The detailed comparison of the per-class classification accuracy are presented in Fig. 9. Regarding the AGEX method [36], since we are working on the classification task, we use their patch based descriptor without the geodesic EXtrema detector. The random forest is used as the classifier and the training process is very similar to BRIEFd and GIF. The only difference is that we replace the random pair comparison with the random dictionary patch filtering. Following the setting in [40], 2000 random sub-patches for each joint are randomly generated and used as the dictionary. The error bars of all the methods are obtained by 5-round of cross validation. The visualization of the classification results of ScGIF and ScGIF+SdA are illustrated in Fig. 10(a) and (b). From this result, we have following observations:

  1. 1.

    Among all the five methods, the performance of the dictionary patch matching based descriptor (AGEX) is lower with the others. One possible explanation is that the dictionary patches for the depth data are lack of textures and cannot provide enough discrimination information [40].

  2. 2.

    The proposed GIF descriptor and its two variants can outperform the other baseline methods. Especially for the hands and feet, accuracies have been improved by a big margin. This further verify the contribution of the canonical direction rectification.

  3. 3.

    Comparing the pixel based methods (BRIEFd and GIF) with the superpixel based methods (ScGIF, ScGIF+SdA), improvements for both of the mean classification accuracy and the standard deviation have been observed, which indicate superpixel is helpful for resenting the noise and texture less depth data.

Fig. 9.
figure 9

Comparison results of each body parts.

Fig. 10.
figure 10

Classification results of superpixel and superpixel+SdA.

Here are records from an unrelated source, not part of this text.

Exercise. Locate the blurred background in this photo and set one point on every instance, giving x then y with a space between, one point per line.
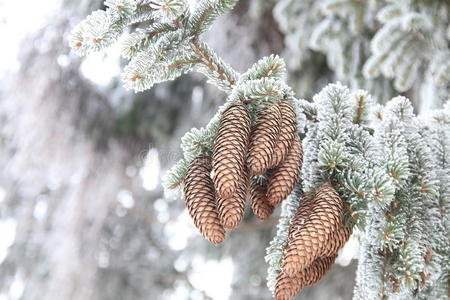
82 211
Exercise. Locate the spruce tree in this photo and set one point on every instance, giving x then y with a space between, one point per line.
342 163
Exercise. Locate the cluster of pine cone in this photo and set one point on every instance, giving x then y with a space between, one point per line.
316 233
262 162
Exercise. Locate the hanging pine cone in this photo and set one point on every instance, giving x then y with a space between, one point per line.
230 148
288 132
285 176
300 216
261 208
263 140
200 199
231 210
287 287
313 238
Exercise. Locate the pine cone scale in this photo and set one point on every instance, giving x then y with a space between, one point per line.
200 200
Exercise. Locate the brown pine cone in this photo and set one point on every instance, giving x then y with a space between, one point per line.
263 140
287 287
231 210
261 208
300 216
284 177
230 148
200 199
288 131
313 238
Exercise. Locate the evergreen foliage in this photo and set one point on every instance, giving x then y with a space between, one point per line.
391 168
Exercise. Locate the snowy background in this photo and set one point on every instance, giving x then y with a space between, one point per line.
82 211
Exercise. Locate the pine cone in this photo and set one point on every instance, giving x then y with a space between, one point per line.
314 236
230 148
287 287
285 176
231 210
288 132
300 216
263 140
200 200
261 208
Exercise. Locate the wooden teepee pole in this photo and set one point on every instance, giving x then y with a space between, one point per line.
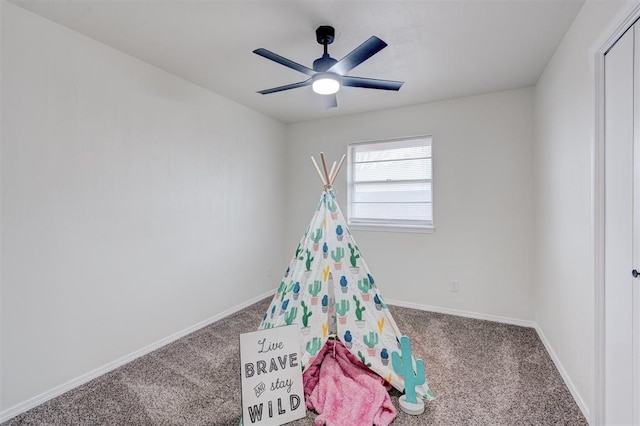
313 160
329 176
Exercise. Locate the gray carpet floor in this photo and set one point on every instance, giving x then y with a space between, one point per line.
482 373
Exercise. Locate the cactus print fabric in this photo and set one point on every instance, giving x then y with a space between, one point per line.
328 289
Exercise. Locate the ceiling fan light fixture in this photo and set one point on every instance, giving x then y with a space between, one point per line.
325 83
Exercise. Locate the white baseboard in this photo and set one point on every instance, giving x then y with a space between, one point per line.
65 387
59 390
565 376
524 323
460 313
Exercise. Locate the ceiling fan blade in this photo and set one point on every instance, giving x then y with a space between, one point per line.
358 55
371 83
287 87
330 101
284 61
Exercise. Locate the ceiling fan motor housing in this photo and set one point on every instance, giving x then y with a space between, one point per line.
325 34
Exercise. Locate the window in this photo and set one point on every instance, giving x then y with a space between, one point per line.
390 185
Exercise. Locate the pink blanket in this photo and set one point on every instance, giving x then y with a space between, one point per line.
343 391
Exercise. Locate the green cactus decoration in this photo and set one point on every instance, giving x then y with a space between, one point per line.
353 258
305 314
364 361
313 346
359 308
317 235
309 260
403 366
338 254
314 288
372 339
342 308
364 286
291 315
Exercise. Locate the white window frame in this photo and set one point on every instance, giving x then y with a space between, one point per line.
391 225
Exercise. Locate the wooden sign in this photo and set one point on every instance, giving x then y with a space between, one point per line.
272 390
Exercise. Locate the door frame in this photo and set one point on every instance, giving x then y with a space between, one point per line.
629 14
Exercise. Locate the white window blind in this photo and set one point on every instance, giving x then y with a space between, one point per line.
390 183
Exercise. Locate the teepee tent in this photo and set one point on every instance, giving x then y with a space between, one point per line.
328 289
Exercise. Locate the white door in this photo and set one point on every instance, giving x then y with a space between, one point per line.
622 250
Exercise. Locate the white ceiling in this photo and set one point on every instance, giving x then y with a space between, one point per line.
440 49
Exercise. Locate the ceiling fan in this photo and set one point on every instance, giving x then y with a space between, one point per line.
327 74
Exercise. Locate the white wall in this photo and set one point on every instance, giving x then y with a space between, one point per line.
564 167
483 183
134 205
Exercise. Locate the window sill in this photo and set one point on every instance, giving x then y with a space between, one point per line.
393 228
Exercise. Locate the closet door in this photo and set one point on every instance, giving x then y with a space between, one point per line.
619 231
636 227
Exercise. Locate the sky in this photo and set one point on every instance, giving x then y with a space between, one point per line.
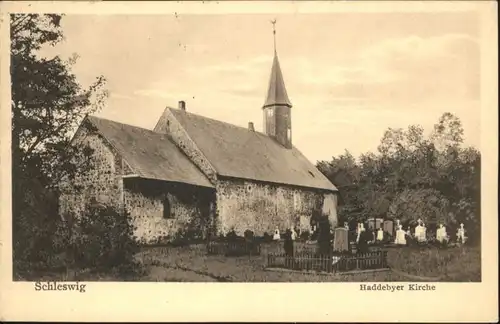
349 76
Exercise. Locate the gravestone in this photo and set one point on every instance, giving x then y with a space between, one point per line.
288 247
380 234
341 240
461 234
359 231
420 232
400 236
276 235
374 223
389 227
441 235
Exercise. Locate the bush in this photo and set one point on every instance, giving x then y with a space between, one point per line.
102 240
267 238
305 235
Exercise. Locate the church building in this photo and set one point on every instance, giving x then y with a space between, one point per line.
193 174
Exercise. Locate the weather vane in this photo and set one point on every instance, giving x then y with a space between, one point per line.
274 32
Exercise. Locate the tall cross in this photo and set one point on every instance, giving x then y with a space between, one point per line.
274 33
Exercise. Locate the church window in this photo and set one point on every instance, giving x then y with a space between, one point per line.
166 208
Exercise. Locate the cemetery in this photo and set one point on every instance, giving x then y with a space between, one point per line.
344 250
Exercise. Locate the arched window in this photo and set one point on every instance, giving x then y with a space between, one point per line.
166 208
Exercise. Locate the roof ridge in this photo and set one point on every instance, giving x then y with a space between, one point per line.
124 124
218 121
99 131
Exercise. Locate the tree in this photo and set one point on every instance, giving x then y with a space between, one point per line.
47 104
411 176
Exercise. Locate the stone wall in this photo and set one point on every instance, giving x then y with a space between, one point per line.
144 200
102 181
168 124
260 207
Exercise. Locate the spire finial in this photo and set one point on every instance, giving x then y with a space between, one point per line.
274 33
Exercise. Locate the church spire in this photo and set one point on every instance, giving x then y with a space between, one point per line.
276 93
277 108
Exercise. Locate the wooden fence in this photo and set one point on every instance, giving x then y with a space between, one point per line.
234 248
364 261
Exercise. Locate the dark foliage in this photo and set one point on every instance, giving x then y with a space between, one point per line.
47 104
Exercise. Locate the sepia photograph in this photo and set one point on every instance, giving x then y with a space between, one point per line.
251 147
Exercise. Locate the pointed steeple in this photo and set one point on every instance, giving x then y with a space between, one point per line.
276 93
277 108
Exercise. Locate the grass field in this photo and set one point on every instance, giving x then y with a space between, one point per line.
192 264
461 264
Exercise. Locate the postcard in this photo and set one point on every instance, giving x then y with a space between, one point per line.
249 161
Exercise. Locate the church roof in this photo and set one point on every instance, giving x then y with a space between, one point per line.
150 154
276 93
241 153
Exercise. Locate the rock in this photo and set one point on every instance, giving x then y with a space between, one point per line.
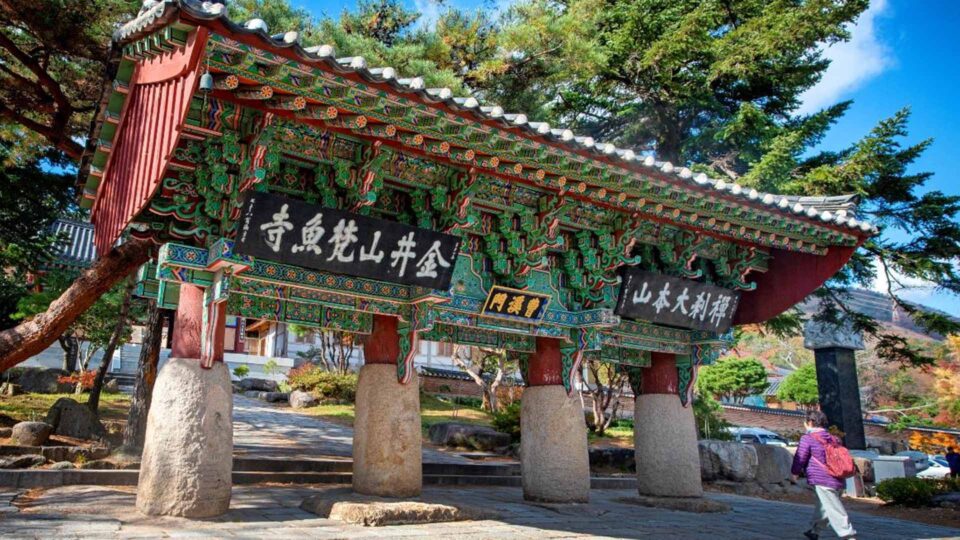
886 446
43 381
865 466
99 464
274 397
301 400
773 463
947 500
187 457
73 419
73 453
262 385
31 433
377 512
22 462
468 436
722 460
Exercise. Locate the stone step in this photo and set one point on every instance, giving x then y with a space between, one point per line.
332 465
33 478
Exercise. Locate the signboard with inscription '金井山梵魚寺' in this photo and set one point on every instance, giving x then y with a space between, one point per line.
675 301
295 232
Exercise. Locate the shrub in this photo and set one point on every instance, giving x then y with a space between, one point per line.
907 491
86 379
507 420
710 425
311 378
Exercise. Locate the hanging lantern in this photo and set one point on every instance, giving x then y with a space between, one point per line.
206 82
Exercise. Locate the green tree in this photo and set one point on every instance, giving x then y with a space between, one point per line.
800 386
733 379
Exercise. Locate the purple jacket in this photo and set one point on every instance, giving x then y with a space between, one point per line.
810 459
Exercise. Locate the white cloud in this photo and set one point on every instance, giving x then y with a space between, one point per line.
853 62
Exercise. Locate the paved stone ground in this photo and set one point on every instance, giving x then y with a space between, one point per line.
264 430
260 512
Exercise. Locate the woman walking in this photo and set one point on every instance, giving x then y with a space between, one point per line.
810 460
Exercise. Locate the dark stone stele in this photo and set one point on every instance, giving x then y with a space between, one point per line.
840 393
261 209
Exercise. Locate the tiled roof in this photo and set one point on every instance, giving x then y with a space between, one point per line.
156 13
78 249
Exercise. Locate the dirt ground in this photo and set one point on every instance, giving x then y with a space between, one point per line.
947 517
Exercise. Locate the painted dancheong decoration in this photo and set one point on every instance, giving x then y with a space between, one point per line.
297 186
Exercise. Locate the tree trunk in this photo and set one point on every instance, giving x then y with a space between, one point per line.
93 402
136 427
71 349
32 337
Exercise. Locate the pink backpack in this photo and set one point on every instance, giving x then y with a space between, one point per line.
839 461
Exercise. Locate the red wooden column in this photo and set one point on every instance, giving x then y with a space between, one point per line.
188 325
382 346
664 434
543 367
555 465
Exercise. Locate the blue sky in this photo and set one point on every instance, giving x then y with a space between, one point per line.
902 53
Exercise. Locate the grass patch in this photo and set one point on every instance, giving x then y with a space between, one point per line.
433 410
25 407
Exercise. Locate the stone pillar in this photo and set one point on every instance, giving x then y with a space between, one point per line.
387 452
665 435
833 348
187 463
553 434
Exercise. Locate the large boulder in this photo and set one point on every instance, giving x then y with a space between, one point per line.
31 433
301 400
22 462
722 460
773 463
260 385
468 435
43 381
72 419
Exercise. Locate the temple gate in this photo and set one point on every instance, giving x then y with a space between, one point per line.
288 184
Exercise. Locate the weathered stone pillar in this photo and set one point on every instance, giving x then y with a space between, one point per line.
665 435
387 450
553 434
187 460
833 348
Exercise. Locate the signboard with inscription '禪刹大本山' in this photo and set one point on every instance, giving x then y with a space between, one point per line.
675 301
295 232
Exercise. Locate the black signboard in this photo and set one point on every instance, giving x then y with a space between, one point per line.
294 232
515 303
675 301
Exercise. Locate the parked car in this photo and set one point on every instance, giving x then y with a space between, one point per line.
936 468
921 461
758 436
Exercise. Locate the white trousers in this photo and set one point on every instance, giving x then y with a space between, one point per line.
830 510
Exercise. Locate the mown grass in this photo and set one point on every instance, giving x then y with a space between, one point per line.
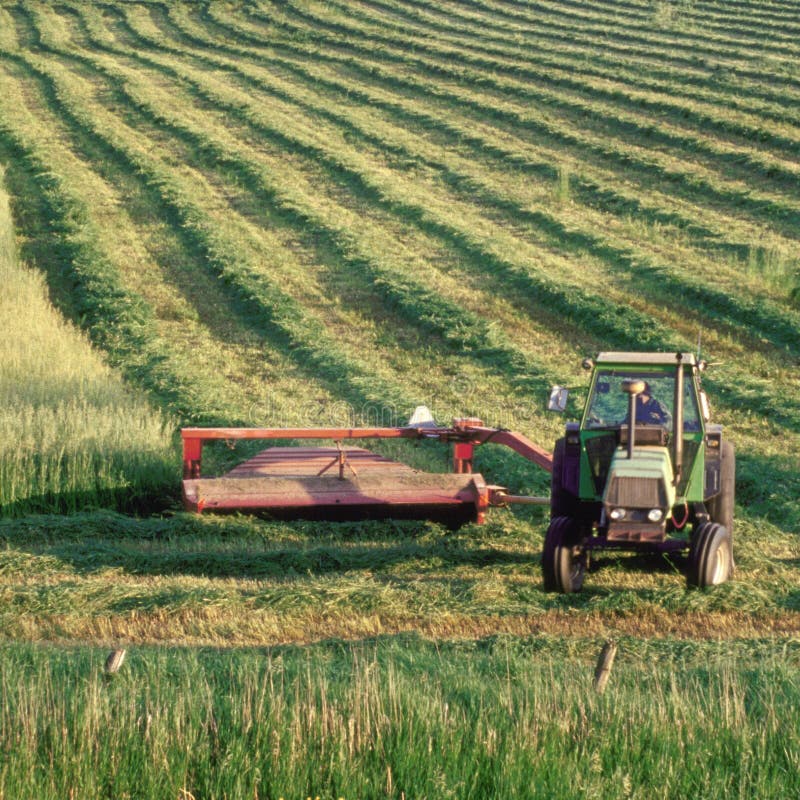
403 718
286 213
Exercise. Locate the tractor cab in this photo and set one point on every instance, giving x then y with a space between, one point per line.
644 468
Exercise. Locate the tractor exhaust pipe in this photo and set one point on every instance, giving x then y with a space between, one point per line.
633 387
677 422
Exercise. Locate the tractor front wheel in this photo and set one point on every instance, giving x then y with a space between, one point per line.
710 556
563 559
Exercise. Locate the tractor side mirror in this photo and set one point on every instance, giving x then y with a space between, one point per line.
558 399
705 409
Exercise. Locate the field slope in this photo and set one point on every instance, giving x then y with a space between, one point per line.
301 213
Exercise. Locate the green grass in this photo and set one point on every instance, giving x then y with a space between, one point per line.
501 718
72 434
304 213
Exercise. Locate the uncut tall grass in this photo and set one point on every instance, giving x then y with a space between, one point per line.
395 720
72 434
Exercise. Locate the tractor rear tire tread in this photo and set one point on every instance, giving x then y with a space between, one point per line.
563 564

In addition, we analyze the efficiency of the proposed methods. The accuracy versus rum time figure is illustrated in Fig. 10(c). Here, only classification time is considered and the foreground segmentation time is not took into account. The testing platform consist of Intel i7 3.7 G processor and 32 G RAM. BRIEFd is the fastest one since there are only simple pixel comparison involved in the evaluation. Superpixel is critical for the speed improvement. It increase the speed of GIF from 3.7 fps to 30 fps (ScGIF). This verifies another assumption about the superpixel: the superpixel based representation can reduce the image redundancy and improve the processing speed dramatically. The accuracy winner ScGIF+SdA runs at 15 fps on a GTX 780i GPU using python lib theano (only the SdA part is running on GPU, superpixel is still on CPU). Since the evaluation process of the deep networks has high parallelism, the GPU time (including copy the data from host to device) for each frame is only 28.7 ms.

6 Conclusion

In this work, we presented a geodesic invariant feature and its two variants to encoding the local structure of the depth data. These new descriptors were applied in the context of human body parts recognition. Specially, the proposed descriptors form a multi-level feature extraction hierarchy: pixel based low-level representation addressed the articulation variation of human motion by introducing the canonical direction to rectify the feature extraction process; superpixel based mid-level representation replaced the rigid structure of the pixel grid by perceptually meaningful atomic regions which reduced the computation cost and improve the robustness to the noise; high-level feature exploit the nonlinearity of the data by deep networks which further improve the performance of the descriptor. We compare the proposed method with the state-of-the-art methods. Encouraging results have been observed. The proposed method can achieve superior classification accuracy and visual quality.